Aran is fast approaching the age when she will be too old to live in the house with the younger girls. She may be able to move in with the older girls in downtown Dekhela, but the sisters say they do not yet have a permanent solution to offer the girls as they age.

“We think that in the future, maybe the children will be able to get meaningful work or start a new family in a situation that is different from their own difficult backgrounds,” says Sister María Niña. “We’ll see how it goes,” she adds. “We’ll have to adapt in the future.”

But the congregation is small and does not have many resources. CNEWA has provided funds for rent and furniture for one of the congregation’s houses, but expanding its work with Dekhela’s girls will be challenging.

“It is not like in South America, where people are more willing to give.
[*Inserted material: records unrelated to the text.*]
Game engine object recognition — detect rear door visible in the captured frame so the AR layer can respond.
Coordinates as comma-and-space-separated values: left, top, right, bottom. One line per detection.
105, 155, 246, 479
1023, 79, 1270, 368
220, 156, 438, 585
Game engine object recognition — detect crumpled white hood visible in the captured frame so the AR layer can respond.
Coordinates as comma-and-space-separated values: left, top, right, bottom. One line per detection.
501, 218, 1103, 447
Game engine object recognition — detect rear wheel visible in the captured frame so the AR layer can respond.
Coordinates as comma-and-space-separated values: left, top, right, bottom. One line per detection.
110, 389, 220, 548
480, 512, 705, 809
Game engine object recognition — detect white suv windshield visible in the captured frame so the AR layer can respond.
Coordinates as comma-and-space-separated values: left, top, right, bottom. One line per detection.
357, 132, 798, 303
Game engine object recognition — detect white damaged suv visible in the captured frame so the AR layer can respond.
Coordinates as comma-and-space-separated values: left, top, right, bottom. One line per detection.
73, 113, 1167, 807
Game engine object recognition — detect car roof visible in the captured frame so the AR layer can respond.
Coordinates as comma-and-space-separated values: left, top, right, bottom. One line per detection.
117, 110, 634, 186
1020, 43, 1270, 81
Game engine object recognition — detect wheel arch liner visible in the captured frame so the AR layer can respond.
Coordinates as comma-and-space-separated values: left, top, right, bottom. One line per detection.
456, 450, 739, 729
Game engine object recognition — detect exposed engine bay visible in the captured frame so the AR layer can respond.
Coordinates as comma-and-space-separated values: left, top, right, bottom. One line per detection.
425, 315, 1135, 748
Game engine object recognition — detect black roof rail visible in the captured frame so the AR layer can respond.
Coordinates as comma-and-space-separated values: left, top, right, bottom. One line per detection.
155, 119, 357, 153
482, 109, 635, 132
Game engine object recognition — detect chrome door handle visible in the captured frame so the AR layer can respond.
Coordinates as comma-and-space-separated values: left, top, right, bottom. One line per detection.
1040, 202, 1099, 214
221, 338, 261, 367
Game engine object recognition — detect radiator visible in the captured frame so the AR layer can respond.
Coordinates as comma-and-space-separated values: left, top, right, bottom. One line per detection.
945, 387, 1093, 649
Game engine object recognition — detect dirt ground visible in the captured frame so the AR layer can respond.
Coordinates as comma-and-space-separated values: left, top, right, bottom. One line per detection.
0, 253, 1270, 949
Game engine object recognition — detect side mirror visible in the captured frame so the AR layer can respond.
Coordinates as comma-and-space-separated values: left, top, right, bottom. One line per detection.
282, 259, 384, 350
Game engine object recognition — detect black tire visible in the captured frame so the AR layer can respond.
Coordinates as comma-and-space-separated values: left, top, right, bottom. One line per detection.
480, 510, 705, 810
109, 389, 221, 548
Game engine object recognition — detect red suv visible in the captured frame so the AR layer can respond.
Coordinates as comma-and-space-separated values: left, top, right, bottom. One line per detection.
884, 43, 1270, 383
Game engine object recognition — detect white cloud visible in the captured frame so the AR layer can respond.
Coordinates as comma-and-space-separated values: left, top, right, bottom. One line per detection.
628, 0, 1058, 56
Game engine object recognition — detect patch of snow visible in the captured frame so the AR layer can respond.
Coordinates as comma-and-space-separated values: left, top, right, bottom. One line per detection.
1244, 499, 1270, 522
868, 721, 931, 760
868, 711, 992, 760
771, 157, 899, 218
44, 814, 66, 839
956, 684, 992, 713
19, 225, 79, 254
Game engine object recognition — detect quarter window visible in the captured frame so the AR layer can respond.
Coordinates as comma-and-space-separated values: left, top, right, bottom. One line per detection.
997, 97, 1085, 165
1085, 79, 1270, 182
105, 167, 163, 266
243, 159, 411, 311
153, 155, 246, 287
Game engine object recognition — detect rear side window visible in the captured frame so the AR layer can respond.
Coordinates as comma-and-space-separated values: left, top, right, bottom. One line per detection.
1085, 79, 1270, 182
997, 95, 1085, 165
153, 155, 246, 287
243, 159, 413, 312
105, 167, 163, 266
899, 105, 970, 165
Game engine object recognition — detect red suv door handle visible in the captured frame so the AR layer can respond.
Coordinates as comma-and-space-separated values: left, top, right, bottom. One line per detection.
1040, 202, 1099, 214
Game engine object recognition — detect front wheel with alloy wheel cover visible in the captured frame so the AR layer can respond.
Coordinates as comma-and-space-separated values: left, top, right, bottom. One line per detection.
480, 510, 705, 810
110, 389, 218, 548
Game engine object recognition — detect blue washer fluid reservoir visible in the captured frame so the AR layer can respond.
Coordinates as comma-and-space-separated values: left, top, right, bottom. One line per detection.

Here, people are asking us for help, so how can we then turn around and ask them for money?” she asks. “Also, the majority of the population here is Muslim.”

With Muslims obliged to give a portion of their income to the needy, Sister María Niña says, people in the neighborhood donate primarily to Islamic charities.

Slowly, the congregation has been able to build up good will with the local population. “The neighbors don’t help with money or clothes, but they are interested in our work,” says Sister María Niña. “They look and they see that we are doing a good thing for these girls and they are respectful of our work.”

Despite the many challenges, Sister María Guadalupe says she enjoys living in Egypt. “At first it was hard. We are sisters, but we are human too. We used to complain, but living among the people, seeing how they live, we are now happy even though we have almost nothing. I’ve learned a lot from the Egyptian people.”

Most rewarding of all, she says, is the change she sees in the girls. “The change is very, very great. Remarkable.

“We are just a few,” she continues. “We don’t want to pay for people to cook and clean. We want to do it all and it is sometimes hard work,” she admits.

“But we can do it,” she says confidently. “Besides, the most important thing we can give is love. All the changes we see in these girls did not come from the sisters’ giving orders or being stern. Just the opposite – it has all come from love.”

Christopher Walker, a journalist based in Cairo, is a first-time contributor.